What's new in R2020-06 - 7.3

Talend Data Fabric Release Notes

author
Talend Documentation Team
EnrichVersion
7.3
EnrichProdName
Talend Data Fabric
task
Installation and Upgrade
Release Notes

The R2020-06 Studio monthly release contains the following new features.

Big Data: new features

Feature

Description

Support for Cloudera Data Platform (CDP) When you configure a connection to a Hadoop cluster, you can select Cloudera CDP 7.1. You can also add and use the dynamic distributions of CDP Private Cloud Base 7.x.

The CDP integration in Talend Studio includes a new dependency management system that improves the performance of your Jobs at runtime.

CDP supports the following elements:
  • Data Integration components:
    • HBase
    • HDFS
    • Hive
  • Spark Batch components:
    • Azure Blob Storage
    • HBase
    • HDFS
    • Hive
    • Kudu
  • Spark Streaming components:
    • Azure Blob Storage
    • HBase
    • HDFS
    • Hive
    • Kafka
Support of Microsoft HD Insight 4.0 You can now use the Microsoft HD Insight 4.0 distribution in Standard Jobs and in Spark Jobs that use Spark v2.3 and v2.4. This new support comes with several features:
  • Support of Azure Data Lake Storage (ADLS) Gen2: this storage option is available when you use Hive or HDFS, and to configure a connection with tAzureFSConfiguration.

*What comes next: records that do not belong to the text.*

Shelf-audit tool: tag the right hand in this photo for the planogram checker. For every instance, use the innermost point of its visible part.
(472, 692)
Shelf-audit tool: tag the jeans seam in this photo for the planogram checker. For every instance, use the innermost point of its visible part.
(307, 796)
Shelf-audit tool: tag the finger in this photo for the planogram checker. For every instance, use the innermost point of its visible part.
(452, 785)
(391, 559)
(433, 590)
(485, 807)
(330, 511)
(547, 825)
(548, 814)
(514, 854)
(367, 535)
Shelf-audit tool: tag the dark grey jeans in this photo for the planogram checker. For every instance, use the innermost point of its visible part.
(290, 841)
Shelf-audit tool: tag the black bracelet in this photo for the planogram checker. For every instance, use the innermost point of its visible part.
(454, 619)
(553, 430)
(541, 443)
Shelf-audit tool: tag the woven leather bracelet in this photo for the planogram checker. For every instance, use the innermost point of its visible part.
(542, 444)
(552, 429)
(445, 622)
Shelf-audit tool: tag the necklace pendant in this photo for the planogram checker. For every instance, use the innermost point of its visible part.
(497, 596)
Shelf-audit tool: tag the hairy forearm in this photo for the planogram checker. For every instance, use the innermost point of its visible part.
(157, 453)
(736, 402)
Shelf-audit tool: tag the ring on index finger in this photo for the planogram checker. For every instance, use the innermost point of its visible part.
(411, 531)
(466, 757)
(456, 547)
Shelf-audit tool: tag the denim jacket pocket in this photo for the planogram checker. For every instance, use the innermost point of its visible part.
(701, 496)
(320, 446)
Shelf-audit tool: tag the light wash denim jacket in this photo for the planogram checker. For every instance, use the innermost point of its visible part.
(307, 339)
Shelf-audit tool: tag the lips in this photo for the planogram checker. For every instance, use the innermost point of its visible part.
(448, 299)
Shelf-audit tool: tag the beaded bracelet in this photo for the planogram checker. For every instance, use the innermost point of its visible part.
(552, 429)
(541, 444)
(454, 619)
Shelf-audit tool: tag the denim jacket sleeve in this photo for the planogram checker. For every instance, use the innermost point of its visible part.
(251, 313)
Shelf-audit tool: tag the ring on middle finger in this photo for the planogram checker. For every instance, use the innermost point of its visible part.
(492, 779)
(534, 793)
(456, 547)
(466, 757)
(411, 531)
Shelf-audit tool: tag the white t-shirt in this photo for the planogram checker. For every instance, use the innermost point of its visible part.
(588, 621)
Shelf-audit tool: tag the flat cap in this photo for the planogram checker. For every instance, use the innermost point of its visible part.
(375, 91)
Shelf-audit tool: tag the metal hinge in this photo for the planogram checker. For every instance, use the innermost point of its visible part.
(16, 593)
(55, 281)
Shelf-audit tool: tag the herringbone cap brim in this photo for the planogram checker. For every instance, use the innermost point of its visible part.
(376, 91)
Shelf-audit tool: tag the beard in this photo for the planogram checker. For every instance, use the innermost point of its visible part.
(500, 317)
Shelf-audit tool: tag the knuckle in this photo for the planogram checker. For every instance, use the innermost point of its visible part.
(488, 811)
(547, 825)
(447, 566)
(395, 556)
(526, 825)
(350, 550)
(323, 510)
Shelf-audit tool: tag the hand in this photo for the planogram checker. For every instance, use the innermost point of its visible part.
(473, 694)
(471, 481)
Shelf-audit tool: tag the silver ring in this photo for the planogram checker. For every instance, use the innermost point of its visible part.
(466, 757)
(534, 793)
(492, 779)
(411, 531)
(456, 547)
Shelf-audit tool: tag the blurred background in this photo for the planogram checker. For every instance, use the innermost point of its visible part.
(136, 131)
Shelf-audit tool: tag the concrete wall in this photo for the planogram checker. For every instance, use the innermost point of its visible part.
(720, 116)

You can also use ADLS Gen2 as a primary storage when configuring a centralized connection to HD Insight in Metadata.
  • Support of TLS to secure connections to ADLS Gen2 and Azure Blob Storage.
Check the status of Jobs that run on HD Insight To check if a Job is still running, configure a polling that retrieves the status of this Job. In the Spark Configuration tab in the Run view of the Job, in the Job status polling configuration section, specify the time period between polls and the maximum number of retries.
Use Databricks pools You can reduce the start and auto-scaling times of your Databricks cluster by using a pool. In the Spark Configuration tab in the Run view of your Job, select the Use pool check box and indicate the ID of the pool that you want to use. You must also select the Use transient cluster check box. For more information about Databricks pools, see Pools in the Databricks documentation.

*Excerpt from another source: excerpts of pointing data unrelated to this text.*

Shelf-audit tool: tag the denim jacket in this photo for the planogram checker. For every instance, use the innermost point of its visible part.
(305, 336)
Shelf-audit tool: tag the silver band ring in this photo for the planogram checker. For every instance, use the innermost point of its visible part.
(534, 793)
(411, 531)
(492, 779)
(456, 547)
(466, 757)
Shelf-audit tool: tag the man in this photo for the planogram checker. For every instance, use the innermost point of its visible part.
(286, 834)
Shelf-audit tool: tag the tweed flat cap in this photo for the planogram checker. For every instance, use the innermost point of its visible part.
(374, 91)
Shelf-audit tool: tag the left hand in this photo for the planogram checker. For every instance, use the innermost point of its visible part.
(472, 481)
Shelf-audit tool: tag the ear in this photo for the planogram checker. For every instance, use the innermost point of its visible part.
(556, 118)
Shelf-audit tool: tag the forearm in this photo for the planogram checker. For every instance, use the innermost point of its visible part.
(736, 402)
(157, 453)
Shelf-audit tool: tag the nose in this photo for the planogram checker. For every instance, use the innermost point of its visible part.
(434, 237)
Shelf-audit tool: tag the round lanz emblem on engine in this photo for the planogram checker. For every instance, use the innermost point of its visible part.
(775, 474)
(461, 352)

Azure ADLS Gen2 components: Azure Active Directory authentication supported

The following Azure ADLS Gen2 components support the Azure Active Directory authentication (AD authentication).

  • tAzureAdlsGen2Input
  • tAzureAdlsGen2Output

Data Integration: new features

Feature

Description

Further enhancement of context propagation The context propagation over the reference project has been further enhanced by improving the conflicts resolution for the Git/SVN technical files when merging branches.
Microsoft SQL Server metadata wizard update The default Db Version for Microsoft SQL Server in Talend Studio metadata wizard is changed to Microsoft.
Stitch connectors integration You can now search Stitch connectors on the design workspace and in the Palette in Talend Studio. The search result will lead you to the Stitch web page about the connector you select.

tDataprepRun enhancement

The tDataprepRun component now supports the dynamic schema feature.

New components available

This release provide the following two new components.

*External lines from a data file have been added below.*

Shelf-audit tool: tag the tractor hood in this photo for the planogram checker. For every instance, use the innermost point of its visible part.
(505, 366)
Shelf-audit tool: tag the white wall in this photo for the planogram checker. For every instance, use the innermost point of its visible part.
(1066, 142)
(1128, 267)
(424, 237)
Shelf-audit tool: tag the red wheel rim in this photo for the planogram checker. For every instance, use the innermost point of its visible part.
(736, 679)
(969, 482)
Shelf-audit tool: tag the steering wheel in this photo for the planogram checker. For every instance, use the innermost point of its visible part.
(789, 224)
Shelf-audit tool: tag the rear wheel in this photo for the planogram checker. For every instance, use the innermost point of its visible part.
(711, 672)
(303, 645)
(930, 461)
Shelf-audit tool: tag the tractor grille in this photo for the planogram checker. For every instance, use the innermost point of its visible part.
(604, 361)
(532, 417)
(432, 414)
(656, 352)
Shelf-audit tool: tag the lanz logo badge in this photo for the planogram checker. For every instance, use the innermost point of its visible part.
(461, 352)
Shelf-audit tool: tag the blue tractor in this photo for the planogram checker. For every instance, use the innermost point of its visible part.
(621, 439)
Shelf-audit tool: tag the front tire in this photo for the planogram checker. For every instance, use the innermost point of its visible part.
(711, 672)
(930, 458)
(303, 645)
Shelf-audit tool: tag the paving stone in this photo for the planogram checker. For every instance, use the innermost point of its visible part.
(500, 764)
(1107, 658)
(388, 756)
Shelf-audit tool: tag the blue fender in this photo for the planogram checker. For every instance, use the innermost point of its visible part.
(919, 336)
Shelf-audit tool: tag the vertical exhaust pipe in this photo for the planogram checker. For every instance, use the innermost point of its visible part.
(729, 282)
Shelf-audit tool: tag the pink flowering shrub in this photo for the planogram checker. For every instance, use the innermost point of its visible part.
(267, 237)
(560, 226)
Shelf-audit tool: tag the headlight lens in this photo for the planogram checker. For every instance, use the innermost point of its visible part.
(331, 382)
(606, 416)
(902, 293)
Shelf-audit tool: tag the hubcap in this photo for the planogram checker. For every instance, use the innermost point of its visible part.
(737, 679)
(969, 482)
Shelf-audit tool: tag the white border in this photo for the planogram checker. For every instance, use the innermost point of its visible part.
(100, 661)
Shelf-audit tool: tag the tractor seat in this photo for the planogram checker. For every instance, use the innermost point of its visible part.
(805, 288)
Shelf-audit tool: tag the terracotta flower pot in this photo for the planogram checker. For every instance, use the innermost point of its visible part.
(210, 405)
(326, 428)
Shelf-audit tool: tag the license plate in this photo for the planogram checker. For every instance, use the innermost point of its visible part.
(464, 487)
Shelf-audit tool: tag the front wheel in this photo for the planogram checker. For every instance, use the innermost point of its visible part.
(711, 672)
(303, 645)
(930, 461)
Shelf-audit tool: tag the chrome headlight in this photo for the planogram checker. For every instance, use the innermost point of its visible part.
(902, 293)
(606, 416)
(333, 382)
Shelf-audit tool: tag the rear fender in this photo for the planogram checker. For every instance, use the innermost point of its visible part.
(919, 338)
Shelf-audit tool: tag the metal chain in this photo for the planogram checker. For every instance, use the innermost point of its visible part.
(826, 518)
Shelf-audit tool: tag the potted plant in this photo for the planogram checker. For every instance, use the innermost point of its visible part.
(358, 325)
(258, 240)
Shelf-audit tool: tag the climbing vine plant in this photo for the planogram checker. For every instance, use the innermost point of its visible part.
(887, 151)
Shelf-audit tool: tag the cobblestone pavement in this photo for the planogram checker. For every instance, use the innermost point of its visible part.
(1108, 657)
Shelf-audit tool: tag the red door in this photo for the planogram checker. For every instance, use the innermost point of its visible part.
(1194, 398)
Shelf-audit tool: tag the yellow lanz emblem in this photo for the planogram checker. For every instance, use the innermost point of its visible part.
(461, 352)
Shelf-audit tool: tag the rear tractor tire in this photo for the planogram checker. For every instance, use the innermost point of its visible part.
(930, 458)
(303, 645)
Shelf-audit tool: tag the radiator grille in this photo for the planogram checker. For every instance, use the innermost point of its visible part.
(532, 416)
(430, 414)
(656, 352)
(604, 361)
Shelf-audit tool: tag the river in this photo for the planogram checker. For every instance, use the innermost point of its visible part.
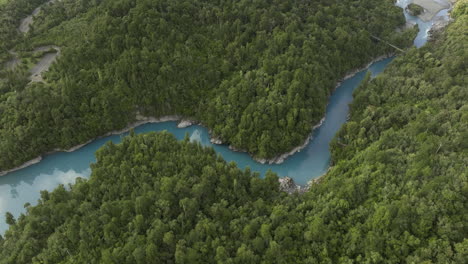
(24, 186)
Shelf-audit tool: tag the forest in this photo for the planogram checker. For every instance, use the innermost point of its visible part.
(397, 191)
(257, 73)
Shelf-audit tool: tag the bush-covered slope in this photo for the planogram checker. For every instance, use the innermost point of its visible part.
(397, 192)
(258, 73)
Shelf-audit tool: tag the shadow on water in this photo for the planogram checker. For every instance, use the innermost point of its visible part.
(24, 186)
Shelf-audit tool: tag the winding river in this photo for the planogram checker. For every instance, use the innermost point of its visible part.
(24, 186)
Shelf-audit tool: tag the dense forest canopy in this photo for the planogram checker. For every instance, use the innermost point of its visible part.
(397, 193)
(257, 73)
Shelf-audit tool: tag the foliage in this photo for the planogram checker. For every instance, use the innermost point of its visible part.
(258, 73)
(415, 9)
(397, 192)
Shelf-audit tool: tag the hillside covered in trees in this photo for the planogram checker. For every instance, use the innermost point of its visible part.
(257, 73)
(397, 192)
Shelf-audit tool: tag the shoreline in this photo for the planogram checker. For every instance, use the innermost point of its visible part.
(140, 121)
(282, 157)
(186, 122)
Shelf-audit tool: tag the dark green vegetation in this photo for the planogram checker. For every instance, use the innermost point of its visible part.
(11, 12)
(258, 73)
(415, 9)
(397, 192)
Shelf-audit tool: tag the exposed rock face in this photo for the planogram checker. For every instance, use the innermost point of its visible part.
(216, 141)
(414, 9)
(184, 124)
(437, 28)
(287, 185)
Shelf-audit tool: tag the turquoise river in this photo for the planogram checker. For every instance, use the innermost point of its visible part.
(24, 186)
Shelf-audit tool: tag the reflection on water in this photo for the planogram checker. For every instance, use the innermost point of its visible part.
(23, 186)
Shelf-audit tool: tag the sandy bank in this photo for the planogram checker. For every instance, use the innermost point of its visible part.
(431, 8)
(44, 64)
(140, 121)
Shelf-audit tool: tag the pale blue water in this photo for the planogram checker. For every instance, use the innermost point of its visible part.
(20, 187)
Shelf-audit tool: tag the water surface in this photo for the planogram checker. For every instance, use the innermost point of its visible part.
(24, 186)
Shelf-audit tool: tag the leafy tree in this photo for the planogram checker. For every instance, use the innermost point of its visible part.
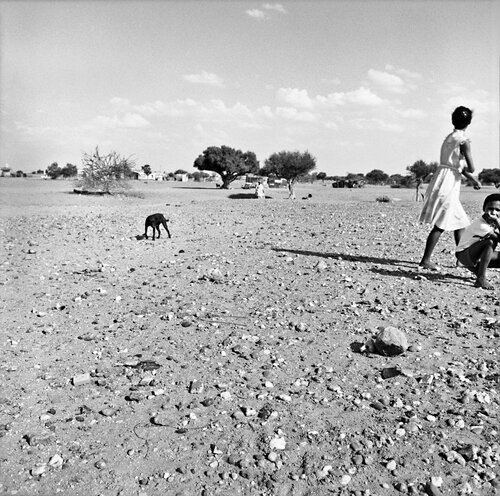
(289, 165)
(69, 170)
(419, 169)
(490, 176)
(377, 176)
(53, 170)
(354, 177)
(403, 181)
(228, 163)
(199, 176)
(105, 172)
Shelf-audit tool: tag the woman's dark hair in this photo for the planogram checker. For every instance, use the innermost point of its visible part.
(491, 198)
(461, 117)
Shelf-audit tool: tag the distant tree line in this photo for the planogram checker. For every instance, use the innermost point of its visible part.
(230, 164)
(54, 171)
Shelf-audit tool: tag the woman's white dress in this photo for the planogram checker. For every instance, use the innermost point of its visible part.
(442, 206)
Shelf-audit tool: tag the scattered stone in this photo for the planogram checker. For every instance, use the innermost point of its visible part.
(196, 387)
(80, 379)
(107, 412)
(390, 372)
(56, 461)
(391, 342)
(278, 443)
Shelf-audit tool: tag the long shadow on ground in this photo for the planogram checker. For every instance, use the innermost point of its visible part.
(399, 272)
(244, 196)
(347, 257)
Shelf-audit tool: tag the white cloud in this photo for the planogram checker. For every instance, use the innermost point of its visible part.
(374, 123)
(480, 101)
(331, 81)
(204, 77)
(270, 7)
(291, 113)
(294, 97)
(415, 114)
(388, 81)
(129, 120)
(301, 99)
(403, 72)
(256, 13)
(119, 102)
(361, 96)
(278, 7)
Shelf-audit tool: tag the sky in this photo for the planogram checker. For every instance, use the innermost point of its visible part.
(359, 84)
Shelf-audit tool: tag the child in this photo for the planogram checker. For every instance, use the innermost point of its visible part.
(259, 190)
(476, 249)
(442, 207)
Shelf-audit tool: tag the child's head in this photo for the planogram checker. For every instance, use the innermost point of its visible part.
(491, 205)
(461, 117)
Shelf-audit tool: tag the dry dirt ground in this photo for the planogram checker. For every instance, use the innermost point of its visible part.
(226, 360)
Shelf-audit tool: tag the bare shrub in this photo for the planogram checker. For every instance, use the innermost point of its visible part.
(108, 173)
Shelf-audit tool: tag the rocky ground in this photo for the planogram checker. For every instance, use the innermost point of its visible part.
(228, 360)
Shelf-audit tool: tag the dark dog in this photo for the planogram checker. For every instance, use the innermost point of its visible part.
(154, 221)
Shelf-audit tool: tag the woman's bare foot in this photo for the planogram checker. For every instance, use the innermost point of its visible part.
(481, 282)
(429, 265)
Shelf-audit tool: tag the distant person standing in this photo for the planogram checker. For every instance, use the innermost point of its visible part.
(418, 185)
(442, 207)
(259, 190)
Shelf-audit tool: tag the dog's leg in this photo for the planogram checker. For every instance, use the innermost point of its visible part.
(164, 222)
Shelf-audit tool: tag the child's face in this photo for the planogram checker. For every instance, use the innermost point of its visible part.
(492, 210)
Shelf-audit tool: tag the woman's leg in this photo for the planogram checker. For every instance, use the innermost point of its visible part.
(432, 240)
(458, 234)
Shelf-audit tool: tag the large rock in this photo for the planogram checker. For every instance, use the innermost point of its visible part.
(391, 342)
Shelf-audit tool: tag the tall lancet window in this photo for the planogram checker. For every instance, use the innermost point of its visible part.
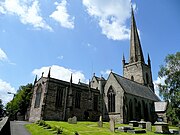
(111, 100)
(38, 97)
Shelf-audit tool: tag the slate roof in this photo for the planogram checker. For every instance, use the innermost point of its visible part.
(135, 88)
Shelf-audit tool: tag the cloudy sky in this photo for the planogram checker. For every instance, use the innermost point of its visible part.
(80, 37)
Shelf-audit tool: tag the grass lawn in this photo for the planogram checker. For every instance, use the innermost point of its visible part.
(83, 128)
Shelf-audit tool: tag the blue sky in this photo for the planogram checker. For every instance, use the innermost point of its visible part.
(80, 37)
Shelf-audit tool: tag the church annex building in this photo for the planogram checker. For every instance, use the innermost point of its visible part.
(127, 97)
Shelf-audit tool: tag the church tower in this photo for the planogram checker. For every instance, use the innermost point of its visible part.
(137, 70)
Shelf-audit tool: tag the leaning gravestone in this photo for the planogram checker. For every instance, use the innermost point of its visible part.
(148, 126)
(100, 122)
(112, 124)
(72, 120)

  • tCosmosDBSQLAPIInput, which retrieves data from a Cosmos database collection through SQL API.
  • tCosmosDBSQLAPIOutput, which inserts, updates, upserts or deletes documents in a Cosmos database collection based on the incoming flow from the preceding component through SQL API.

Snowflake components: external OAuth support provided

The following Snowflake components support external OAuth for data accessing.

  • tSnowflakeBulkExec
  • tSnowflakeConnection
  • tSnowflakeInput
  • tSnowflakeOutput
  • tSnowflakeOutputBulk
  • tSnowflakeOutputBulkExec
  • tSnowflakeRow

MS SQL Server connectors: the default JDBC provider changed to the official Microsoft driver

The default JDBC provider of the following components changed to the official Microsoft driver.

  • tCreateTable
  • tELTMSSqlMap
  • tMSSqlBulkExec, tMSSqlConnection, tMSSqlInput, tMSSqlOutput, tMSSqlOutputBulkExec, tMSSqlRow, tMSSqlSCD, tMSSqlSP, tMSSqlCDC, tMSSqlInvalidRows, tMSSqlValidRows

tJDBCInput: new option provided to prevent unexpected character conversion in dynamic column

The tJDBCInput component provides the Allow special character in dynamic table name, which keeps special characters in input table column names as they are.